1.3 Hair Follicle Anatomy
The hair follicle can be divided into three anatomical compartments: the infundibulum, isthmus, and the inferior segment. The upper follicle is permanent, whereas the lower follicle, the inferior segment, regenerates with each hair follicle cycle. The infundibulum extends from the skin surface to the sebaceous duct. The isthmus, the permanent middle portion, extends from the duct of sebaceous gland to the exertion of arrector pilli muscle. The inferior segment consists of the suprabulbar area and the hair bulb. The hair bulb consists of extensively proliferating keratinocytes and pigment-producing melanocytes of the hair matrix that surround the pear-shaped dermal papilla, which contains specialised fibroblasttype cells embedded in an extracellular matrix and separated from the keratinocytes by a basement membrane. The hair matrix keratinocytes move upwards and differentiate into the hair shaft, as well as into the inner root sheath; the melanocytes transfer pigment into the developing hair keratinocytes to give the hair its colour. The epithelial portion of the hair follicle is separated from the surrounding dermis by the perifollicular connective tissue or dermal sheath. This consists of an inner basement membrane called the hyaline or glassy membrane and an outer connective tissue sheath. The major compartments of the hair follicle from the innermost to the outermost include the hair shaft, the inner root sheath, the outer root sheath, and the connective tissue sheath (Fig. 1.1).
1.3.1 The Hair Shaft
The hair shaft consists of the medulla, cortex.

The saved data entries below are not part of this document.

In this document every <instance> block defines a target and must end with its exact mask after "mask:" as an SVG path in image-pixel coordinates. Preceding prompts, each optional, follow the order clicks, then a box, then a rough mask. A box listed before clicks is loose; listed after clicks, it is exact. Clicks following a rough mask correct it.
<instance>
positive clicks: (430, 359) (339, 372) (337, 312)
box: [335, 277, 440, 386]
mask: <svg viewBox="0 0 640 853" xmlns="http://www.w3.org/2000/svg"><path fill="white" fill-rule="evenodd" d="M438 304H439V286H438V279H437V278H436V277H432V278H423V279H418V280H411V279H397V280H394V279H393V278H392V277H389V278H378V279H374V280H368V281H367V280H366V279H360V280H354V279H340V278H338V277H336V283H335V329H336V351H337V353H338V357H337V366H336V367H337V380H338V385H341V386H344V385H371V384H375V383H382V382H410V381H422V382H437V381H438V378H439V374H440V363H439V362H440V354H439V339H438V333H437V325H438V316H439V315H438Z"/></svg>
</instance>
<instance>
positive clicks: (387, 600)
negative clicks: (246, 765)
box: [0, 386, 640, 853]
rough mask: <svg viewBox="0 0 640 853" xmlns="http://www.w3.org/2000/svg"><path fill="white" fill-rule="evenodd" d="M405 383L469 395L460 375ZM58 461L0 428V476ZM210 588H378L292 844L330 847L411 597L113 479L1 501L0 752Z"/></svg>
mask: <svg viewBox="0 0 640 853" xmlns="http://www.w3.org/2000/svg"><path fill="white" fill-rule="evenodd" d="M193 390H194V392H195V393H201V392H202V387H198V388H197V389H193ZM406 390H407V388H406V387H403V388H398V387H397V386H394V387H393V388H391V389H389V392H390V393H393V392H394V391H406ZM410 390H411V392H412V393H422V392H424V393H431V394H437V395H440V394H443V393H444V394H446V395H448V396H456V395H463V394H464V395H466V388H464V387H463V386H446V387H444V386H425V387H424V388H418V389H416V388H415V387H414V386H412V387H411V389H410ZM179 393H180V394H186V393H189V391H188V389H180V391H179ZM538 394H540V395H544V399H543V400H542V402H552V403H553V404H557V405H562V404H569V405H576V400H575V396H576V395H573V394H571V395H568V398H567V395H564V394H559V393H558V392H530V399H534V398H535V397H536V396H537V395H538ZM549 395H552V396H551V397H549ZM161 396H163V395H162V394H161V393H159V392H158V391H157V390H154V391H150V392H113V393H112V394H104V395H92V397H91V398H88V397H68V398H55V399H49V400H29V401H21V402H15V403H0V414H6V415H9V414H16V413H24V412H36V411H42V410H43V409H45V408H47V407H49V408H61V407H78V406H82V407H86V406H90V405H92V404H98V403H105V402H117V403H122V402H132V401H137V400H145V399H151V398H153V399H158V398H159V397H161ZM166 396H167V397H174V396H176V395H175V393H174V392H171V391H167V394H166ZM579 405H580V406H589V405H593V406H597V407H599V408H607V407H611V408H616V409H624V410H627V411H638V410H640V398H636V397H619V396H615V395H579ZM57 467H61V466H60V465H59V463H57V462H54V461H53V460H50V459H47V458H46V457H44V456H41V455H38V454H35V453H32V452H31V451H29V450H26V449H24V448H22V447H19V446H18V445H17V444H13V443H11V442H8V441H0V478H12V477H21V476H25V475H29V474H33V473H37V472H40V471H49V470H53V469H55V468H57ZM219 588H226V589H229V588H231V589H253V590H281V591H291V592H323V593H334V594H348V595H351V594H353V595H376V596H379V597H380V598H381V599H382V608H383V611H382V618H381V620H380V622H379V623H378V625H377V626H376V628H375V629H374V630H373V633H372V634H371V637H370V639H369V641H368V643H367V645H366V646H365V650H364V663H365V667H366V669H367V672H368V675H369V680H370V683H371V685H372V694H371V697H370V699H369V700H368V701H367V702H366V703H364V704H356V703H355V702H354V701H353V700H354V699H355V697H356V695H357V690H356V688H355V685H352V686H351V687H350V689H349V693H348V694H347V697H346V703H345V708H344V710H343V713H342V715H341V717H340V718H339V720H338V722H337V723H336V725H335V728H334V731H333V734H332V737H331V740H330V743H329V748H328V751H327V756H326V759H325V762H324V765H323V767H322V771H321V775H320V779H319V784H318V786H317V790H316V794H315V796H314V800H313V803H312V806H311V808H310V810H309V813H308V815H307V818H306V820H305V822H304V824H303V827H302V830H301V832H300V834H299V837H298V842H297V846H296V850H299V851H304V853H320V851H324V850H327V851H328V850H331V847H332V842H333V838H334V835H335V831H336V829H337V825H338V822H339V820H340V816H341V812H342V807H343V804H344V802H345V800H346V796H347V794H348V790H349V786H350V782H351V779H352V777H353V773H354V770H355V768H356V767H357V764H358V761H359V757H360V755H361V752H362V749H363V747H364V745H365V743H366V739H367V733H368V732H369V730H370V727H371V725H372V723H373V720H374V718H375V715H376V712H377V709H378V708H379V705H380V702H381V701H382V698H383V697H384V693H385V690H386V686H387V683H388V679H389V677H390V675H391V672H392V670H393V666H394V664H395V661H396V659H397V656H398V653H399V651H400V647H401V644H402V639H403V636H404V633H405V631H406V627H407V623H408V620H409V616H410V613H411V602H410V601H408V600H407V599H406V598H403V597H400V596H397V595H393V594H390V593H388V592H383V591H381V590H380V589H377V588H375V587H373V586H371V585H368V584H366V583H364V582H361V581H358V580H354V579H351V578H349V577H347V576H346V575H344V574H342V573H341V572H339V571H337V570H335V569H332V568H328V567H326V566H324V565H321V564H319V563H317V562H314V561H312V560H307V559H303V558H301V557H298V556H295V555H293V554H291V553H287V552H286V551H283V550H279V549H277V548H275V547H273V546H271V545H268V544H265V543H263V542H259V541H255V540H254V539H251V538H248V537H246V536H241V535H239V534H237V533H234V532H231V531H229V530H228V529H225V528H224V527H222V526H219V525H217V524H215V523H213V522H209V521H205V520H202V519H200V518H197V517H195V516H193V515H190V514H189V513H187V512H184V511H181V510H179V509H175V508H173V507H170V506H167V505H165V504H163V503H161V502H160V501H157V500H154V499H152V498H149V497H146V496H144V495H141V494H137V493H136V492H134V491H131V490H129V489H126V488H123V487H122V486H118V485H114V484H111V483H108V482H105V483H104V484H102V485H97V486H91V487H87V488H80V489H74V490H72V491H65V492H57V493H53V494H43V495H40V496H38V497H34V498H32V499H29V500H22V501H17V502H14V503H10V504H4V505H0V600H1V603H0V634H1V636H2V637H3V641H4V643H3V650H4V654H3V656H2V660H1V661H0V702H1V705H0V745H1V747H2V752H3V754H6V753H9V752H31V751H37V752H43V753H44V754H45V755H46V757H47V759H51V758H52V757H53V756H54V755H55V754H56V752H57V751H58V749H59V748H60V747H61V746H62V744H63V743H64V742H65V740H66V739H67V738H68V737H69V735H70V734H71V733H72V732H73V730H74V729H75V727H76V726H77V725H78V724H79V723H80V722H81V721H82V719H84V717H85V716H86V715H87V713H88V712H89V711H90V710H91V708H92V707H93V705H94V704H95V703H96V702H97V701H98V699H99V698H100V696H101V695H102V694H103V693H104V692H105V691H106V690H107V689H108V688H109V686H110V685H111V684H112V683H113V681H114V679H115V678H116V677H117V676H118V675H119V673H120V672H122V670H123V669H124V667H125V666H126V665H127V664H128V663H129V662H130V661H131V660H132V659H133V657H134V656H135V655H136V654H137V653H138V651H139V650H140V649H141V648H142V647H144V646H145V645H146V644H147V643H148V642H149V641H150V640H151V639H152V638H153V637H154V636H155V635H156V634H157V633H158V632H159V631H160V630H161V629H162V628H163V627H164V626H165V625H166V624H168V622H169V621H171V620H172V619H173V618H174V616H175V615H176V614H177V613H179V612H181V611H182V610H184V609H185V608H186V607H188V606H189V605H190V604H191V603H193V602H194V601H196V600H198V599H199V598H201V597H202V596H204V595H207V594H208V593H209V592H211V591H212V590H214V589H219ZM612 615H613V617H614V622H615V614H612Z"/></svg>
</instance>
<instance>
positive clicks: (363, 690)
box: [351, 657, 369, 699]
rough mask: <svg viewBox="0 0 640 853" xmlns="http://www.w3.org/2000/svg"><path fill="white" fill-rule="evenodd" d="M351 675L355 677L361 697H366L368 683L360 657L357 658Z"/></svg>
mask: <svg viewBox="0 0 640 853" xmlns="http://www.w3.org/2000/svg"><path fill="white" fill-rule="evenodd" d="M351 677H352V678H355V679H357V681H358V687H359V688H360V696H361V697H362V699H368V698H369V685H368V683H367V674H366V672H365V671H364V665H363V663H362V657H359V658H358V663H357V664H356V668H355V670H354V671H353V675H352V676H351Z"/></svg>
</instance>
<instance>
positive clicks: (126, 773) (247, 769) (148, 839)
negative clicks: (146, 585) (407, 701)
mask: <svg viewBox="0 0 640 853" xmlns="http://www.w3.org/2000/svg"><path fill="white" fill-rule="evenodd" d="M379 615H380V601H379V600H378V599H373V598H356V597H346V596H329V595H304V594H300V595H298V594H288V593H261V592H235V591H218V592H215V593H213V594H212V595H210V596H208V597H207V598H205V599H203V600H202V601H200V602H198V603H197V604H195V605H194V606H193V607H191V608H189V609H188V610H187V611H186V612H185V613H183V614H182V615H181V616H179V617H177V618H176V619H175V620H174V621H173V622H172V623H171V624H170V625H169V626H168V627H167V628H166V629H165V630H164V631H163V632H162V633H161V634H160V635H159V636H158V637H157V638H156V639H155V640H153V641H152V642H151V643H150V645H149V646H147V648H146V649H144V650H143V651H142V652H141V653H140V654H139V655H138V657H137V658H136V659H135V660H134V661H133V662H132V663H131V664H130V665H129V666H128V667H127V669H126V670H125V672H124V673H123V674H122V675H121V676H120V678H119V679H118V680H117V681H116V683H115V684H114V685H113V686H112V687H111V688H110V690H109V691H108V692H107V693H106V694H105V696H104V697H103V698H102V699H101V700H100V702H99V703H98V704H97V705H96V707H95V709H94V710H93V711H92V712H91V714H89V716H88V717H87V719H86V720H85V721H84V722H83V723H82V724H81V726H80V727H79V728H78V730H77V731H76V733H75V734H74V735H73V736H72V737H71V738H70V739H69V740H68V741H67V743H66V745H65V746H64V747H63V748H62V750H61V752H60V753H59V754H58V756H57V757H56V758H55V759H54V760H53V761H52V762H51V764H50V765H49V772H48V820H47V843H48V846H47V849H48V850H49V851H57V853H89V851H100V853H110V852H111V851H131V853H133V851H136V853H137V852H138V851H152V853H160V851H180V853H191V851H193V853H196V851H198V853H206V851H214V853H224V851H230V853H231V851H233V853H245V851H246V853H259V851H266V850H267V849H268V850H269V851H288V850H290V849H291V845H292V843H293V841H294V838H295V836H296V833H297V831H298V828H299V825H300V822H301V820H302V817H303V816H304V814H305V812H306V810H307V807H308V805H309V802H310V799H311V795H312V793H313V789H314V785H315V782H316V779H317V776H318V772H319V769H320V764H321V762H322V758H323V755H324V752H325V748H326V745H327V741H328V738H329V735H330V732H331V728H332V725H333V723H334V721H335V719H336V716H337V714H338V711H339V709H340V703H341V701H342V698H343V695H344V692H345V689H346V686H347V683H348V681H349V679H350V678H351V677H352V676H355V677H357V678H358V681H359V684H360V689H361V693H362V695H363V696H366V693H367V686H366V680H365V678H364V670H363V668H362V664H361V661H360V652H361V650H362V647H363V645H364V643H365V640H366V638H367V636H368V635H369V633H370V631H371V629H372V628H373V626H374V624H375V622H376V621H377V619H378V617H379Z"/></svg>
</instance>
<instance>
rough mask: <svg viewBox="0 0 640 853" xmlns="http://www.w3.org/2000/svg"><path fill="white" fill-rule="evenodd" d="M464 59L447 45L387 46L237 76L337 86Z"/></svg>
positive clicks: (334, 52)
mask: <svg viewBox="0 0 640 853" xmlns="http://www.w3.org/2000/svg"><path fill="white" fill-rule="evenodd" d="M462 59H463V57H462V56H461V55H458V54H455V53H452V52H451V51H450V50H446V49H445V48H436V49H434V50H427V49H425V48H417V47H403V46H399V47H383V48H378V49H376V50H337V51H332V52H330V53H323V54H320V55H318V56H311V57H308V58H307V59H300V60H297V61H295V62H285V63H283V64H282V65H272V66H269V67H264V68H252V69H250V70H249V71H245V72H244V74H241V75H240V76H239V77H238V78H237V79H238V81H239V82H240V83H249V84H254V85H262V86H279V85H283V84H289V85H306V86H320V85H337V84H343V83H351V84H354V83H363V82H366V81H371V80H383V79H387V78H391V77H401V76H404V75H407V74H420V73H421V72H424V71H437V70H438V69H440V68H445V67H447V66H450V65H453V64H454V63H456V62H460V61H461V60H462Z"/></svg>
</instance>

Immediately above the matrix cells, hair shaft cells begin to express specific hair shaft keratins in the prekeratogenous zone. The medulla is a central part of larger hairs, such as beard hairs, and a specific keratin expressed in this layer of cells can be controlled by androgens. The cortex is composed of longitudinally arranged fibres. The hair shaft cuticle covers the hair, and its integrity and properties have a great impact on the appearance of the hair. It is formed by a layer of scales that interlock with opposing scales of the inner root sheath, which allows the hair shaft and the inner root sheath to move upwards together.